Page:Jaurès - Histoire socialiste, I.djvu/656

Cette page a été validée par deux contributeurs.
646
HISTOIRE SOCIALISTE


Mais quand ils s’aperçurent que les offices célébrés par les non-jureurs devenaient de véritables rassemblements de guerre civile contre la Révolution, ils se portèrent en masse aux offices des prêtres constitutionnels.

L’évêque de la Rochelle, de Goucy, chapelain de la reine, se jeta passionément dans la lutte.

L’essentiel, pour l’Église réfractaire, était de maintenir en fonction les prêtres insermentés ; et de les aider à vivre, leur traitement supprimé, sans demander aux paysans le moindre sacrifice.

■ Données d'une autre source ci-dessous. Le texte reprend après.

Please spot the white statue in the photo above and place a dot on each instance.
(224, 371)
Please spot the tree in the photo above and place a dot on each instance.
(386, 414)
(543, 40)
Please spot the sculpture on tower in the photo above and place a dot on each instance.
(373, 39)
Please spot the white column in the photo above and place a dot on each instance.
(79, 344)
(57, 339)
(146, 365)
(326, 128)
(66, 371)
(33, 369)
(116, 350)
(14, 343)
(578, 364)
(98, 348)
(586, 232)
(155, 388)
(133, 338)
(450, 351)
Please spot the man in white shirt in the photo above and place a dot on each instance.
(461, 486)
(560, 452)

Si la Vendée fut, à quelques égards, un mouvement « populaire », si de simples paysans, de simples artisans y jouèrent un grand rôle, ce fut un mouvement d’égoïsme populaire, d’égoïsme paysan. Prendre de toute main et ne rien donner, sera la véritable politique des masses paysannes vendéennes : aucun haut esprit de sacrifice n’était en elles : et si elles risquaient parfois leur vie, c’était pour des avantages matériels, qui valaient à leurs yeux plus que la vie.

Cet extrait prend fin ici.